How many men they had killed leaving their families without
a provider or protector. The hag/crone in the story was there
at the end, and asked those blinded by their own good deeds,
to look and see the shadow. There is more...but for now...that
is all that is coming to mind as relevant.
Wynsong, Thanks again -
you've given me a lot to go rummaging for - I have a few compendiums
of British Lore that has King Arthur stuff in it that I can
rummage through now I think about it. Your comments about the
Just Society rings true with the Law of Unintended Consequence
aspects of the King Arthur legends that, contrary to popular
belief, I see the stories relating: In Britain King Arthur is
seen as a hero-figure, but I know that that fatally-flawed aspect
is there: which if I remember rightly is why he dies at the
end of the story i.e. there is an element of Macbeth
character in the King Arthur stories in the final analysis -
though the storylines and characters are very different.
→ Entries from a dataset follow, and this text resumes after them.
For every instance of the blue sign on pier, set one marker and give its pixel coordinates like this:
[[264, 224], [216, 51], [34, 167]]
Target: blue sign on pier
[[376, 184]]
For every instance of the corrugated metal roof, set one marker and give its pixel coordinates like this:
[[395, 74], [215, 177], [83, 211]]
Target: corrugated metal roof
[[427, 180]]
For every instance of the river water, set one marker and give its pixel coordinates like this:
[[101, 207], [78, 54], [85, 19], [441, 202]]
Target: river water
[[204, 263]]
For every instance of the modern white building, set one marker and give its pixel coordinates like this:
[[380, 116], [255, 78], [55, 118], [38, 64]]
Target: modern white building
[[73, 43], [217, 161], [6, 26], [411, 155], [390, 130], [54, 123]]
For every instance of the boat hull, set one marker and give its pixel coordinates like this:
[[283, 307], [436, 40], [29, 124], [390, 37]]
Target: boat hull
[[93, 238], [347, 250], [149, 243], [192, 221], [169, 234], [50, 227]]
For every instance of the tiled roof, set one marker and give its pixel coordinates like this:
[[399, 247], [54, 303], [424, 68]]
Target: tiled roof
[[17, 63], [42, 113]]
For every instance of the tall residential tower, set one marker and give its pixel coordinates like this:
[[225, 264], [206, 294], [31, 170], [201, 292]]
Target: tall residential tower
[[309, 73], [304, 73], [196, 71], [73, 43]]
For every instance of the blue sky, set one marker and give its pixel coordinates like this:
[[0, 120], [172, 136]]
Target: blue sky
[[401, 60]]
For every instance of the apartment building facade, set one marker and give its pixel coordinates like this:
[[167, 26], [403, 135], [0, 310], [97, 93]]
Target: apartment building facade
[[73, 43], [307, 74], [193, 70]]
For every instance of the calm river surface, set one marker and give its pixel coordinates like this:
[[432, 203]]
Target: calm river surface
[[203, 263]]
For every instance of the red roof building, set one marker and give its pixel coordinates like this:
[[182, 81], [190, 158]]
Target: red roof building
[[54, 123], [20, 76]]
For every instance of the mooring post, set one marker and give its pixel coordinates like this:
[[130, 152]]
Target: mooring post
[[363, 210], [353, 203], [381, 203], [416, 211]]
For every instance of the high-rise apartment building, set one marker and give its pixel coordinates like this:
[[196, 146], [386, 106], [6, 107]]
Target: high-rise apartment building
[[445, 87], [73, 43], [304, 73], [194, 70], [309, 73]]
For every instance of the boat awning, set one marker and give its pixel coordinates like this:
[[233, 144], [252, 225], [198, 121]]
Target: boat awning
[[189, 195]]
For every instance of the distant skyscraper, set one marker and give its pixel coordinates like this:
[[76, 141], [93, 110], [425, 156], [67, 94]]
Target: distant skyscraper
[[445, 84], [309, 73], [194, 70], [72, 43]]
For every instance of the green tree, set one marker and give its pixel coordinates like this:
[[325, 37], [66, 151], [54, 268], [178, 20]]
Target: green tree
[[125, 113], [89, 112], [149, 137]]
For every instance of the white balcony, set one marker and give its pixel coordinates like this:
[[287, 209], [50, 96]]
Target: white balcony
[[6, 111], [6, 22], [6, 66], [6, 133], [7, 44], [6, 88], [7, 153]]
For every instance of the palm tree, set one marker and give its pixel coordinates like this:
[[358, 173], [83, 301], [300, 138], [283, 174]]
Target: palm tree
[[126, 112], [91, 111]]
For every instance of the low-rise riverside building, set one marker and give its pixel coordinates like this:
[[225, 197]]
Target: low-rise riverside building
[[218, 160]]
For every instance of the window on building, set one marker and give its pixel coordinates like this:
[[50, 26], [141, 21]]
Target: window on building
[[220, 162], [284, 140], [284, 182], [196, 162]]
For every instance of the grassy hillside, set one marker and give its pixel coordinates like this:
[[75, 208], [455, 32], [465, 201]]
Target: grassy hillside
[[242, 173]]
Although in our modern interpretation
of the Black Sow or Hag of the Celtic legends, the Sow or Hag
is feared, she would not have been in Celtic Times - the Black
Sow or Hag would have been perceived as Crone Wisdom - both
in the form of Sow/Boar giving themselves as food - but also
in terms of the older members of the Tribe passing on the teachings
and skills of how to store food over winter and what foods could
still be gathered - thus keeping the Tribe alive during the
baron Winter months.
Ill have a look at some of
the other points you raise and see if I can turn up anything
in the compendiums.
Glad I could add that much
Wolfie, hope you get it sorted. I may be back to this but right
now have a ton of work to get through.